Gnocchi alla Romana, also known as Semolina Gnocchi, is an ideal dish when you are in need of Italian comfort food. When hearing the word “gnocchi”, most of us will automatically think of the small pillows of potato dough. However, there are many types of gnocchi and I love them all. Over time, many of them will appear here.
This version is, as the name implies, prepared in the Roman style. Roman-style gnocchi are made from semolina flour.
To begin, I prepare
However, although they carry the name of Rome, and are greatly enjoyed in the Eternal City and the surrounding region of Lazio, their precise origin is often the subject of debate.
Wikipedia advises there is evidence of a similar version in Ancient Rome. Despite this, the main reason for the dispute is that the use of butter, cheese and milk in this recipe is more typical of a northern Italian region, such as Piedmont or Lombardy. Regardless of the precise history, no-one would question how delicious they are.
I make Gnocchi alla Romana using finely ground semolina, which is readily available at supermarkets.
Semolina is a type of flour made from durum wheat. It is mostly grown in the Middle-East. You will notice that it is a bit coarser than regular flour and is slightly more golden in colour. Semolina is predominantly used in Italy, mainly in the making of pasta. Pasta makers prefer it for its high gluten content. The gluten strengthens the pasta, helping it to hold its shape during cooking.
Semolina flour is also used to make Couscous, which is popular throughout North Africa. Additionally, it is also used in general baking, in pizza and bread making. Further, you can use it to make a porridge which is a nice variation from the more familiar oatmeal version.
I prepared the Gnocchi
alla Romana for a recent dinner party. It is an ideal dish to make when entertaining.

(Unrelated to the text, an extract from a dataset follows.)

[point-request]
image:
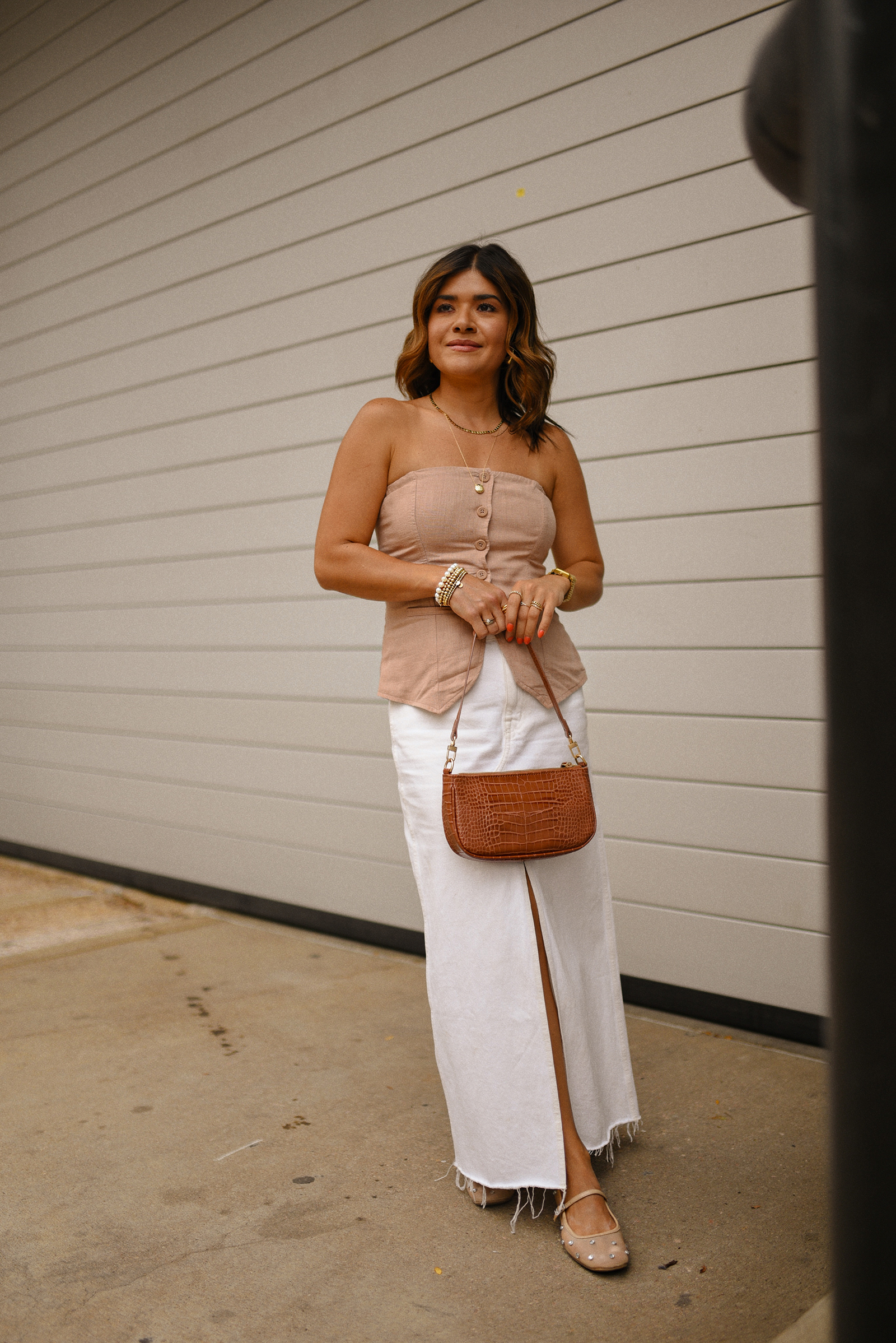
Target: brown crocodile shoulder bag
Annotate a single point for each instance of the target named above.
(522, 813)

For a start, you can make a small or large quantity. However, the great advantage is that you can prepare the Gnocchi in advance. Just put them into the oven shortly before you’re ready to serve. Be assured, they are always popular, much like my Stuffed Pasta Shells.
Serve alone as a starter, topped with a simple tomato sauce, or served as a side dish to various meat dishes. If you’re keen to replicate the flavours of Italy in your kitchen, please give these tender, cheesy, gnocchi a try. Please let me know in the comments below if you do.
Alex and Faye xx
This recipe has been adapted from a recipe in the original Australian Women’s Weekly Italian Cooking Class Cookbook.
P.S. Would you like to read more about how It’s Not Complicated Recipes started?
Have a look at a recent interview we did here.
Gnocchi Alla Romana (Semolina Gnocchi)
- 3 cups milk 750 ml
- 1 1/2 tsp coarse salt
- 1/8 tsp ground nutmeg
- 2/3 cup semolina 110 g
- 1 egg lightly beaten
- 1 1/2 cups grated parmesan cheese*, divided 120 g
- 60 g butter melted
- Oil a 26cm x 32cm sheet pan or Swiss roll pan.*Grease a large casserole dish or two smaller dishes in which to bake the gnocchi*.Preheat your oven to 200 Degrees C (400 F).
- In a medium saucepan, over medium-low heat, bring milk, salt and nutmeg to a boil.Reduce the heat and very gradually add the semolina. Whisk* constantly to avoid the semolina forming lumps*.
- As the mixture becomes too thick to use the whisk, switch to a wooden spoon.
- Continue cooking, uncovered, stirring frequently, for about 10 minutes until the mixture becomes very thick and begins to pull away from the sides of the pan. Remove from heat.
- Meanwhile, combine the beaten egg and 1 cup (80 gm) of the parmesan cheese.
- Add to the semolina mixture and stir well.
- Spread the mixture onto the prepared Swiss roll pan or baking tray. Use a wet spatula or dampened fingertips to smooth the dough until it is 5mm/1/4” thick. Refrigerate about 30-60 minutes, or until the semolina is firm.
- Cut circles* using a 5cm/2” cookie cutter.
- Arrange the dough, overlapping, in oven-proof dish/dishes.
- Pour over the melted butter.
- Sprinkle with the remaining parmesan cheese.
- Bake in the pre-heated oven for 15-20 minutes or until the top is crisp and golden.
*I use a baking tray which is larger than this measurement. It’s not essential to have a tray with the exact measurements. The mixture doesn’t run so just spread it out and leave a gap at one end.
*I used two dishes in which to bake the gnocchi. One was an oval dish, 27cm/2 ½” long 20cm/8” wide and a 22cm/9” round pan
*I find that a whisk is best to avoid lumps forming. And, it is essential that the semolina is added very slowly.
*If lumps should form, it is impossible to smooth them out – and this I know from experience. This happened the first time I made this recipe. All was not lost. I just tipped the dough into the food processor and whizzed it a few times until the lumps were gone.
*Although round discs are traditional, to speed up the process you could use a knife and cut the gnocchi into small squares. They will taste just as delicious.